Audio deepfake fraud detection system
Part 1/2: Using Spectogram AI and making the most out of the dataset
We’ve made some changes, new name, new logo but there’s more.
Our articles will still cover real problems we’ve faced, just like before, but now with deeper insight and expert input who bring new perspectives and knowledge beyond our own.
The break gave us time to improve and connect with people who know more, so we can offer better insights and support.
This newsletter is a growing community. And our Discord? It’s the place to talk, share, and get the help you need.
Key takeaways
A combination of real world (ASV Spoof 2019) and generated (Orpheus) datasets are needed for a balanced real/fake data if we want a reliable system.
Augmentations like time shift, noise, pitch shift, and gain are great for improving model performance against varied audio inputs.
Mel spectrograms extraction combined with masking helps the model generalize beyond obvious deepfake artifacts.
📱 [Phone rings]
📳 Riiing... Riiing...👤 (picks up):
"Hello?"🤖:
🎉 "Congratulations!

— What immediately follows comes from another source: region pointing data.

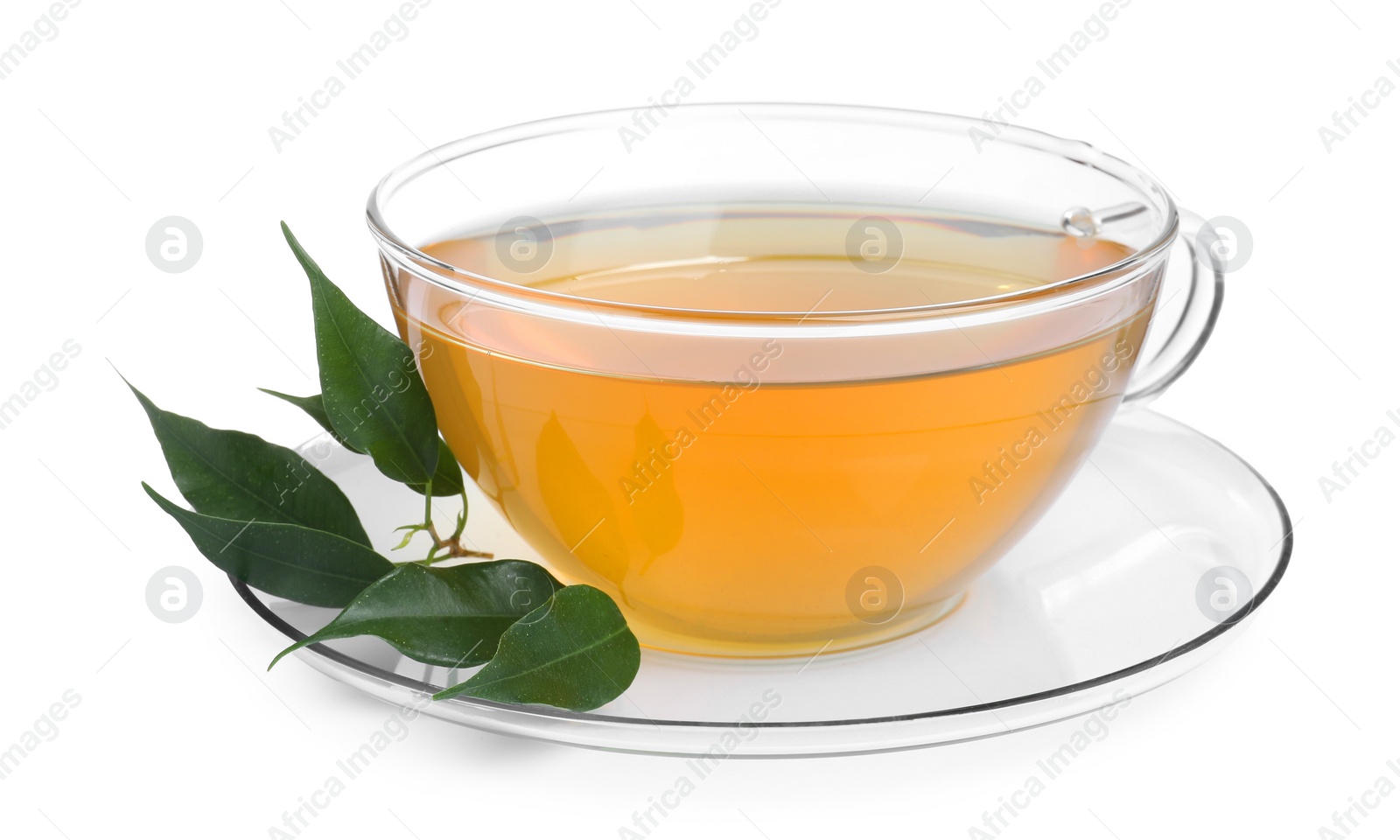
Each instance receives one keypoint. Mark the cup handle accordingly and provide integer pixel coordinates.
(1200, 284)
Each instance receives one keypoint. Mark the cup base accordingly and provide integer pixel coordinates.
(902, 625)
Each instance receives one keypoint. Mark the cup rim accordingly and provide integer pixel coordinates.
(472, 284)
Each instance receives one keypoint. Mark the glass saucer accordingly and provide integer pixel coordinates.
(1108, 597)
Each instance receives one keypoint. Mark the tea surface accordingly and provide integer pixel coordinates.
(774, 513)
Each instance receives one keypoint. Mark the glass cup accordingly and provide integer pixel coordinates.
(763, 462)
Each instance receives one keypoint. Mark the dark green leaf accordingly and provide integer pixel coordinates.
(312, 405)
(286, 560)
(452, 616)
(370, 384)
(447, 480)
(574, 651)
(240, 476)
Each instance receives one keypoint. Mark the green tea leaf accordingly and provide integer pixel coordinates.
(240, 476)
(286, 560)
(447, 480)
(317, 410)
(574, 651)
(370, 384)
(452, 616)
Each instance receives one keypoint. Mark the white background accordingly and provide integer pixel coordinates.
(137, 111)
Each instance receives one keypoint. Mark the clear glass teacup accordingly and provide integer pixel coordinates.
(783, 378)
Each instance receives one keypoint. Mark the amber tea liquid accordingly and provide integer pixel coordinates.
(769, 511)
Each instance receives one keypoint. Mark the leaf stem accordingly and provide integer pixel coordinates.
(452, 545)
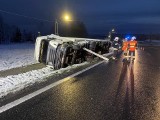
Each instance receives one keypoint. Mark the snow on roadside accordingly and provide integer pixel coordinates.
(13, 83)
(16, 55)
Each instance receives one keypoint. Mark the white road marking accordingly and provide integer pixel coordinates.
(31, 95)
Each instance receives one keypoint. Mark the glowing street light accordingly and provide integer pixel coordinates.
(66, 17)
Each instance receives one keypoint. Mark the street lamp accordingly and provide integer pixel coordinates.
(66, 17)
(56, 27)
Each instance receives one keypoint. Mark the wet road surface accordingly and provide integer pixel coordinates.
(110, 91)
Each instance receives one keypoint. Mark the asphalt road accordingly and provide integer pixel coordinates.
(110, 91)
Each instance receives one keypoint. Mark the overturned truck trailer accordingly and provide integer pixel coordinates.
(61, 52)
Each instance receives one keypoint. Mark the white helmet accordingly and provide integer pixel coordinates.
(116, 38)
(133, 38)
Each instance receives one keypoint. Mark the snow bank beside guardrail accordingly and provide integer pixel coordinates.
(13, 83)
(16, 55)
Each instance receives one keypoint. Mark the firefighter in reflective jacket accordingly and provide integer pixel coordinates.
(132, 46)
(125, 46)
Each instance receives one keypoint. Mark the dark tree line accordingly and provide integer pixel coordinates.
(9, 34)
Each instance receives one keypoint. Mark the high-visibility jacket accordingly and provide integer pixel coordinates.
(125, 45)
(132, 45)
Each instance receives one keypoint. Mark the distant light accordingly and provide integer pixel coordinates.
(66, 17)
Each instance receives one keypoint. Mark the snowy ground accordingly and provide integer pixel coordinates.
(150, 42)
(13, 83)
(16, 55)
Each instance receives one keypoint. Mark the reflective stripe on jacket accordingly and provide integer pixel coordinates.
(132, 45)
(125, 45)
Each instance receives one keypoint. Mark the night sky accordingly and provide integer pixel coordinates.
(99, 16)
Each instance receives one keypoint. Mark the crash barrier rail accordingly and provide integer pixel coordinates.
(62, 52)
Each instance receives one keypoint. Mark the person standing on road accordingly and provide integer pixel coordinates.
(115, 46)
(132, 46)
(125, 48)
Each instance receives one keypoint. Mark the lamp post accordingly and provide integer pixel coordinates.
(66, 17)
(56, 27)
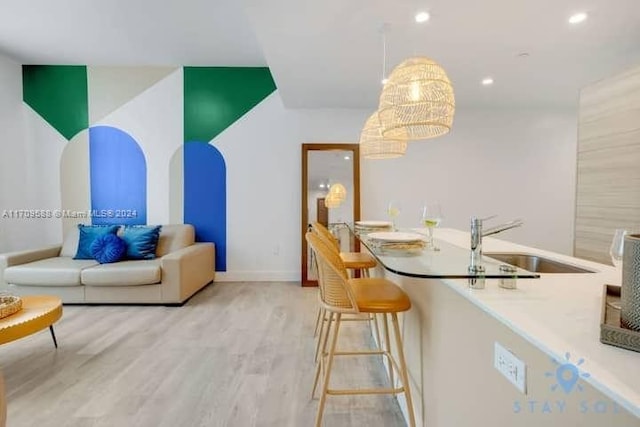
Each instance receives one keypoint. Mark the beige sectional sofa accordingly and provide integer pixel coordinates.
(180, 269)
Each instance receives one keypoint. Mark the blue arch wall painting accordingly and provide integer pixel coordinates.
(118, 172)
(205, 196)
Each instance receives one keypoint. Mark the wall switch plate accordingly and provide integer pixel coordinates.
(510, 367)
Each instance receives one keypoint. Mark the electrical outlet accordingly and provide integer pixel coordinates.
(510, 367)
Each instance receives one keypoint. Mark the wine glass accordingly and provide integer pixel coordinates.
(393, 211)
(431, 218)
(617, 246)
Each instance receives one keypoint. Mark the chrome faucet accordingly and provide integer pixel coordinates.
(475, 265)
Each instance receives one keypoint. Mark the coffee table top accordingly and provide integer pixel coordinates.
(38, 312)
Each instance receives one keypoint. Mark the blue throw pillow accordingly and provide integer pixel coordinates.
(141, 241)
(108, 248)
(88, 233)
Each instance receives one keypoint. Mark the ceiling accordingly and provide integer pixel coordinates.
(329, 53)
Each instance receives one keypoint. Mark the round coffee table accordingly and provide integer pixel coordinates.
(38, 312)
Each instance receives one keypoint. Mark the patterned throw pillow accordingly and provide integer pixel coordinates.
(108, 248)
(88, 233)
(141, 240)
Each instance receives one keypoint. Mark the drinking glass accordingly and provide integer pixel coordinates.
(617, 246)
(393, 211)
(431, 218)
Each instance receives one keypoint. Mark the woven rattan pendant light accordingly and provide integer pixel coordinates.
(374, 146)
(331, 201)
(338, 191)
(417, 102)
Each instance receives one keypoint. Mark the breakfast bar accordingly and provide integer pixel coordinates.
(550, 322)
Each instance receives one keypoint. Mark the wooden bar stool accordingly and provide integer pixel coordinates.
(353, 261)
(341, 295)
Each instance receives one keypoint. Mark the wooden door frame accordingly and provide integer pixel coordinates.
(304, 223)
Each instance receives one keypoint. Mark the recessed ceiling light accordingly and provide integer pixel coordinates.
(422, 17)
(577, 18)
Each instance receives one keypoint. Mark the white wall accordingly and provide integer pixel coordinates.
(263, 155)
(14, 191)
(515, 164)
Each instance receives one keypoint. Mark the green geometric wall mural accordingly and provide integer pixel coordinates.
(215, 97)
(59, 94)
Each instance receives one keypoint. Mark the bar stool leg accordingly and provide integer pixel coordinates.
(315, 330)
(321, 354)
(323, 314)
(327, 375)
(53, 335)
(403, 370)
(387, 348)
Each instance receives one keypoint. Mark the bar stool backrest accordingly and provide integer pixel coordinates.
(336, 292)
(324, 232)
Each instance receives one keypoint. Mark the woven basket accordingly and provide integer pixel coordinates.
(9, 305)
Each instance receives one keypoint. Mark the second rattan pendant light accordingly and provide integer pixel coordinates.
(374, 146)
(417, 102)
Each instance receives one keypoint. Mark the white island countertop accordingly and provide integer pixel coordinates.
(559, 314)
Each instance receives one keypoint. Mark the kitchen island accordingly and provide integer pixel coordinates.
(548, 322)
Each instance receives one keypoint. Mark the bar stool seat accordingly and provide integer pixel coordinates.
(358, 260)
(340, 295)
(377, 295)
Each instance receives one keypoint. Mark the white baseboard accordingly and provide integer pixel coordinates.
(257, 276)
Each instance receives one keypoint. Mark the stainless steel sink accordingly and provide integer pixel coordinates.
(535, 263)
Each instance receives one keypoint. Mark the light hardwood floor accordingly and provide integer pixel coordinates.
(237, 354)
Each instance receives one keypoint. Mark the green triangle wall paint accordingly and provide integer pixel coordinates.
(59, 94)
(215, 97)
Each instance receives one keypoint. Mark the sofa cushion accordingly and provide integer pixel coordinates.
(70, 244)
(58, 271)
(141, 241)
(88, 233)
(123, 273)
(174, 237)
(108, 248)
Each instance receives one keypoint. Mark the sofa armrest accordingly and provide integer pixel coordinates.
(187, 270)
(23, 257)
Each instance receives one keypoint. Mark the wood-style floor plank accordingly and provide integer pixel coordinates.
(236, 355)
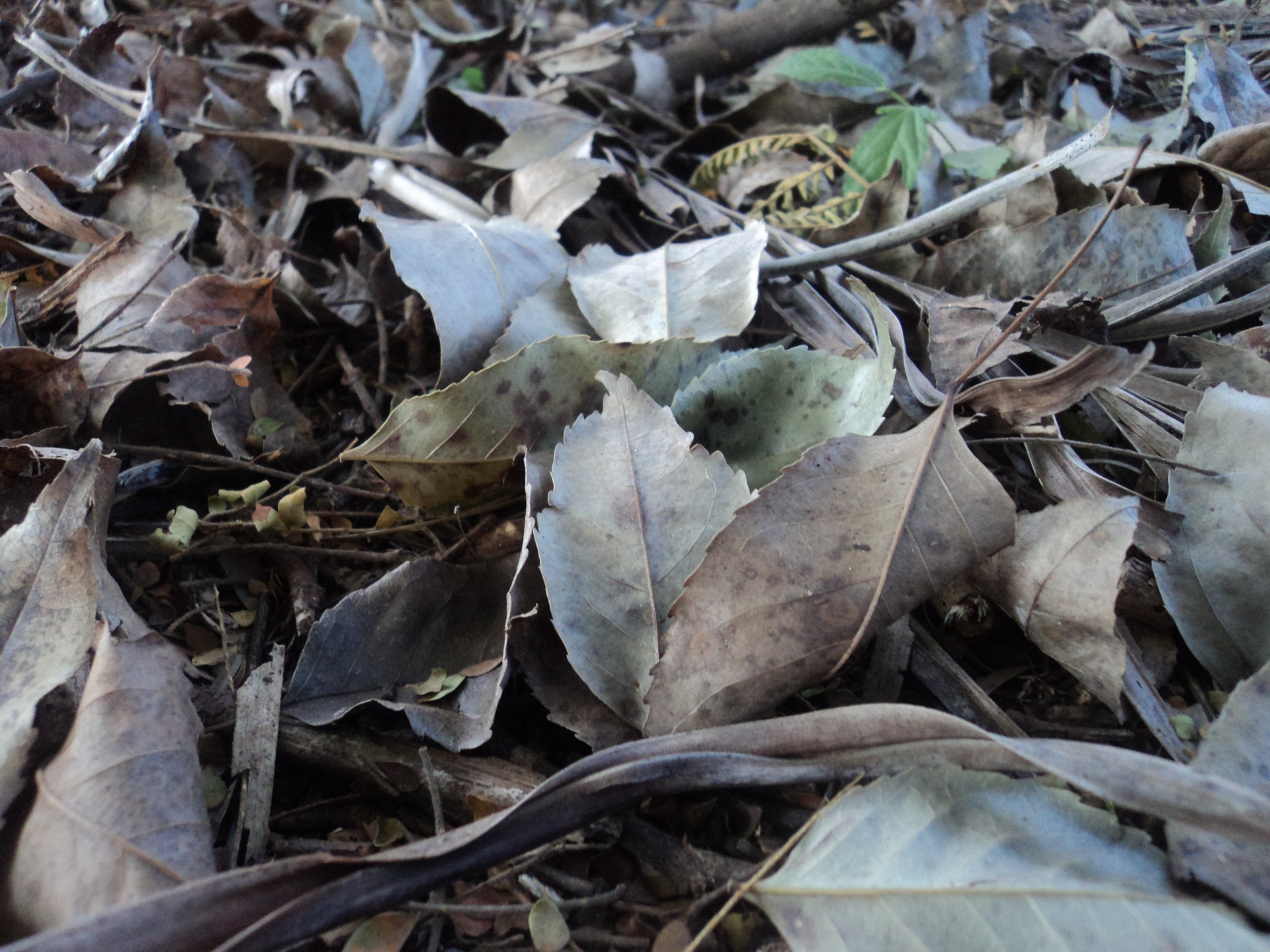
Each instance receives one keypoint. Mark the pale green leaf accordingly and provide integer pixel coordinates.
(1213, 583)
(900, 135)
(455, 446)
(765, 408)
(633, 508)
(827, 63)
(952, 861)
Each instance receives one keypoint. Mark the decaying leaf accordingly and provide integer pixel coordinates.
(1060, 580)
(1214, 579)
(381, 640)
(1238, 749)
(455, 446)
(48, 603)
(765, 408)
(120, 813)
(702, 290)
(472, 276)
(958, 859)
(855, 534)
(632, 509)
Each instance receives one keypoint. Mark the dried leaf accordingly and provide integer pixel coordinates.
(48, 604)
(455, 446)
(955, 859)
(1140, 248)
(1214, 579)
(1238, 748)
(120, 813)
(704, 290)
(1025, 400)
(763, 409)
(632, 509)
(552, 311)
(472, 276)
(1060, 580)
(855, 534)
(379, 640)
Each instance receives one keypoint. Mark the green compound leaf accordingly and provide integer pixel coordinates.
(900, 135)
(826, 63)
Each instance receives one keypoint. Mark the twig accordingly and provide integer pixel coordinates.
(1062, 273)
(1082, 444)
(229, 462)
(765, 867)
(939, 219)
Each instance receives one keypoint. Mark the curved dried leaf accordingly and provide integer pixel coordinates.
(955, 859)
(121, 810)
(380, 641)
(1213, 584)
(1025, 400)
(1060, 582)
(48, 604)
(855, 534)
(552, 311)
(1140, 248)
(472, 276)
(455, 446)
(704, 290)
(763, 409)
(1238, 746)
(633, 508)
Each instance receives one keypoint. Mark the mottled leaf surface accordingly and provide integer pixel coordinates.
(455, 446)
(765, 408)
(788, 584)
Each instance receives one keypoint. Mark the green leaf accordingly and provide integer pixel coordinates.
(981, 163)
(900, 135)
(826, 63)
(765, 408)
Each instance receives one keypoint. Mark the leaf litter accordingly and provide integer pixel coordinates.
(404, 405)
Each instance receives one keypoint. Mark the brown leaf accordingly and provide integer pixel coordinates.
(1060, 580)
(857, 534)
(120, 811)
(40, 390)
(1025, 400)
(1238, 748)
(48, 602)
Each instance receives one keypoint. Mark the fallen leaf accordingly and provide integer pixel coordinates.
(455, 446)
(549, 190)
(949, 858)
(1236, 748)
(1212, 583)
(48, 604)
(633, 508)
(765, 408)
(1140, 248)
(857, 534)
(120, 813)
(702, 290)
(552, 311)
(472, 276)
(379, 640)
(1060, 582)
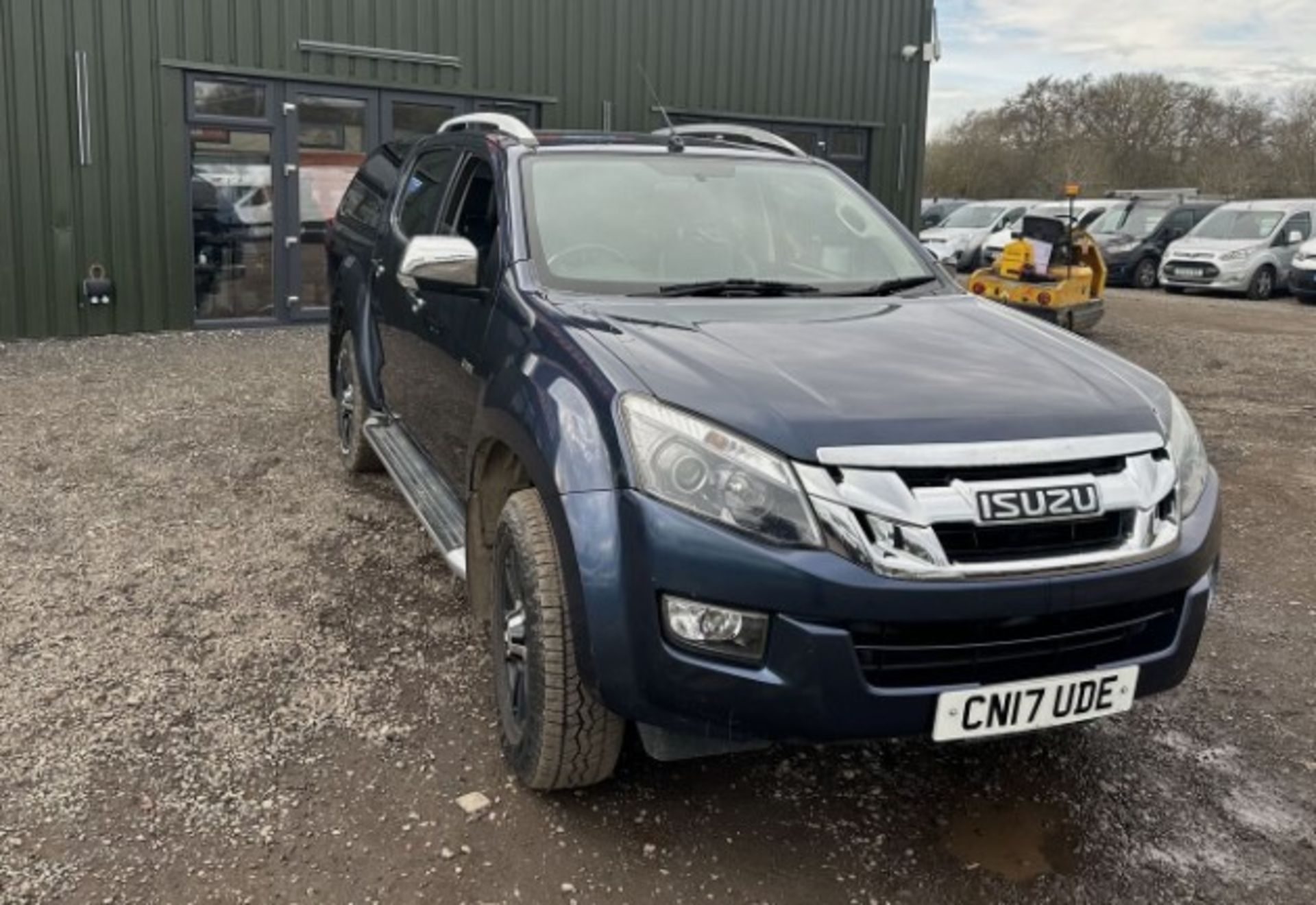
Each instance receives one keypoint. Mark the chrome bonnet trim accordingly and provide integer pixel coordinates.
(994, 452)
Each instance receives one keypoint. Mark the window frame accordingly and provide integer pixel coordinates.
(1287, 226)
(194, 114)
(420, 153)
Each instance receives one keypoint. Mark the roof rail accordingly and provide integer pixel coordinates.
(504, 123)
(736, 133)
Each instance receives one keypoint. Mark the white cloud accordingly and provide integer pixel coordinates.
(994, 48)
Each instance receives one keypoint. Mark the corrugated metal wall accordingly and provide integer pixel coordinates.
(815, 60)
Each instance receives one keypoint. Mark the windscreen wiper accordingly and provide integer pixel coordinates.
(738, 287)
(892, 287)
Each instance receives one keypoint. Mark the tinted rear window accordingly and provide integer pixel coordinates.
(367, 196)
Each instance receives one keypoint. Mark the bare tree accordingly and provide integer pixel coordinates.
(1130, 130)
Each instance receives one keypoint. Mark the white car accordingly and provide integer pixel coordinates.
(1243, 246)
(958, 240)
(1085, 212)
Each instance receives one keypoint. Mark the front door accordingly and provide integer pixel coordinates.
(412, 389)
(454, 322)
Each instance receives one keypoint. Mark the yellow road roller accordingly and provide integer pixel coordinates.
(1051, 270)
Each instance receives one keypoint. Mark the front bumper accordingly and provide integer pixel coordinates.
(811, 686)
(1220, 276)
(1302, 280)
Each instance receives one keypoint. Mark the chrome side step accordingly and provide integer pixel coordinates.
(429, 496)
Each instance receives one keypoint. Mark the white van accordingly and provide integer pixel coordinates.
(1243, 246)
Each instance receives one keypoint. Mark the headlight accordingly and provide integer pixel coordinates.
(1190, 457)
(1241, 254)
(715, 474)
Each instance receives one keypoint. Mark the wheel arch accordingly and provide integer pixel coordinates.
(350, 311)
(536, 431)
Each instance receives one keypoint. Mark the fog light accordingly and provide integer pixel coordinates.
(719, 630)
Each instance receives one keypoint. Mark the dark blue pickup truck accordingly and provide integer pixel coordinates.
(724, 455)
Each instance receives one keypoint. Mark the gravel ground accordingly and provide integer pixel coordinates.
(233, 674)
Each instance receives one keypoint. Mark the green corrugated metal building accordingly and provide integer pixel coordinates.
(191, 150)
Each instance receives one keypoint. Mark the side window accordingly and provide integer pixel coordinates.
(1086, 220)
(1300, 223)
(365, 199)
(473, 210)
(1180, 221)
(424, 193)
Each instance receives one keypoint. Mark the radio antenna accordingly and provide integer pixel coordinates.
(674, 141)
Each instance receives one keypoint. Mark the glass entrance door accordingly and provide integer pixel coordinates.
(329, 134)
(232, 199)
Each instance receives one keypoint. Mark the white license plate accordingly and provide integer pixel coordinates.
(1020, 707)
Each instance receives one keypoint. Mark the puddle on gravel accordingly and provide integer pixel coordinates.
(1018, 841)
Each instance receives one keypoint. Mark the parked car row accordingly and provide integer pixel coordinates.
(1248, 248)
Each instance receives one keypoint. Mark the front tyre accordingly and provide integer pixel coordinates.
(1145, 275)
(1263, 286)
(556, 734)
(350, 411)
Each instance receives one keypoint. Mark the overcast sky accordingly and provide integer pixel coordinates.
(994, 48)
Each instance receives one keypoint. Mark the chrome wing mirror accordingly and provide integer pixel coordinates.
(440, 259)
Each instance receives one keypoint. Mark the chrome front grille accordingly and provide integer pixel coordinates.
(914, 512)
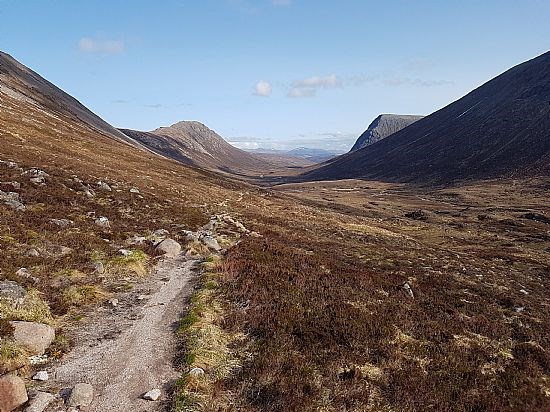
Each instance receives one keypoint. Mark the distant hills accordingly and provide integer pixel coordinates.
(310, 155)
(500, 129)
(383, 126)
(193, 143)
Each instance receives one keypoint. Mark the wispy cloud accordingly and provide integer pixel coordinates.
(262, 89)
(308, 87)
(91, 45)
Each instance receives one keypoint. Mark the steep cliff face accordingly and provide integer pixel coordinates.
(383, 126)
(500, 129)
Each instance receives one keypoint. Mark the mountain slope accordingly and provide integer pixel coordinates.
(23, 84)
(195, 144)
(383, 126)
(500, 129)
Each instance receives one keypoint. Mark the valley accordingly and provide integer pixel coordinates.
(172, 271)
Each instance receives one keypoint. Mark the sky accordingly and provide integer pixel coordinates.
(271, 73)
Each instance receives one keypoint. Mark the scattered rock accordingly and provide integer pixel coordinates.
(62, 223)
(11, 199)
(34, 337)
(35, 172)
(152, 395)
(196, 372)
(40, 401)
(103, 186)
(13, 392)
(407, 288)
(136, 240)
(32, 252)
(12, 291)
(10, 186)
(538, 217)
(168, 247)
(41, 376)
(98, 267)
(103, 222)
(37, 180)
(82, 394)
(417, 215)
(26, 274)
(211, 243)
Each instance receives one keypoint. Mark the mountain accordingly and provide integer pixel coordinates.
(193, 143)
(500, 129)
(26, 86)
(383, 126)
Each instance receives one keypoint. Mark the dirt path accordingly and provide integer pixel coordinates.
(129, 349)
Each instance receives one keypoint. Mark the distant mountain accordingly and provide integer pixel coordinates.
(24, 85)
(500, 129)
(383, 126)
(195, 144)
(309, 154)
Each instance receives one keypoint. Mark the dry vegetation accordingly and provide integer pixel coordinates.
(329, 326)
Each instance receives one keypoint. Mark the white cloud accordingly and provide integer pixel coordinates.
(262, 88)
(308, 87)
(90, 45)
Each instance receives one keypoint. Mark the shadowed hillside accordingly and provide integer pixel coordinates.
(499, 129)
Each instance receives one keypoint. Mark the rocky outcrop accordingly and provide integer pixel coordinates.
(383, 126)
(12, 392)
(34, 337)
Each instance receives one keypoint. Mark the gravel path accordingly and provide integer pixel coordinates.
(130, 349)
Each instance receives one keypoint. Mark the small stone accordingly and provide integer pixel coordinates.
(10, 186)
(103, 222)
(407, 288)
(98, 267)
(41, 376)
(12, 291)
(62, 223)
(211, 243)
(168, 247)
(82, 394)
(13, 392)
(34, 337)
(196, 372)
(103, 186)
(152, 395)
(40, 401)
(33, 253)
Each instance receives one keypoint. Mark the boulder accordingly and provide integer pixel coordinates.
(41, 376)
(82, 394)
(12, 291)
(103, 222)
(34, 337)
(12, 392)
(152, 395)
(211, 243)
(40, 401)
(168, 247)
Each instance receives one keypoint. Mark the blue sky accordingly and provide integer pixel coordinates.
(271, 73)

You have won a free prize! Just give us your details to claim it..."👤:
"Yeah... no thanks."📞 📴 [Call ended]
Click.
Everyone’s had an interaction like the one above, when a random number calls out of nowhere, and your first thought is:
"Is this important... or just another scam?"
You answer cautiously, only to be met with the same repetitive response:
“You have been selected…”
“Your account has been compromised…”
“You won a prize!”
(You know the drill.)
And for a split second, you actually pause…
What if it’s real this time?
(👀 Spoiler: it’s not.)
Well, when it comes to scam calls like the ones mentioned above, it's usually easy to tell whether a call is spam. However, we also need to consider a lesser-known issue that frequently occurs in production: deepfake audio.
This is where it gets tricky, especially in an era where AI-generated audio is becoming more realistic day by day.
For example, consider this AI-generated audio file with Orpheus:
For me, this is a 'wow' moment because it has the potential to transform the industry. However, it also poses a problem that we want to address. The idea is to create an AI that can detect AI-generated audio files. In other words, to let the AIs battle it out!
So let's begin the battle!
Table of contents
Why it matters — now more than ever
Solution overview: what we’ll build
Preparing the dataset
1. Why it matters — now more than ever
Voice-based fraud is no longer an exception.
According to a Truecaller report, impersonation scams involving cloned voices generate over $25 billion in losses annually. The technology required to replicate a voice is easily available online, either free or very low-cost, and can work with just a few seconds of recorded audio.
Most systems still trust voice as a valid signal for identity.
In a high-profile case, Arup was scammed during a video conference where attackers used deepfake technology to replicate the CFO’s face and voice, leading to a $25 million fraud.
Certain demographics are more susceptible to fraudulent attacks. In a recent study by iProov, a staggering 0.1% of participants correctly identified all deepfake images and videos, even when they were specifically instructed to look for them. In real-world situations, recognition rates drop even further.
Among people aged 65 and older, nearly 40% have never heard of deepfakes with factors like social isolation, cognitive decline, or lacking digital competencies leaving them especially vulnerable.
This is not a drill, it’s the reality we have at hand.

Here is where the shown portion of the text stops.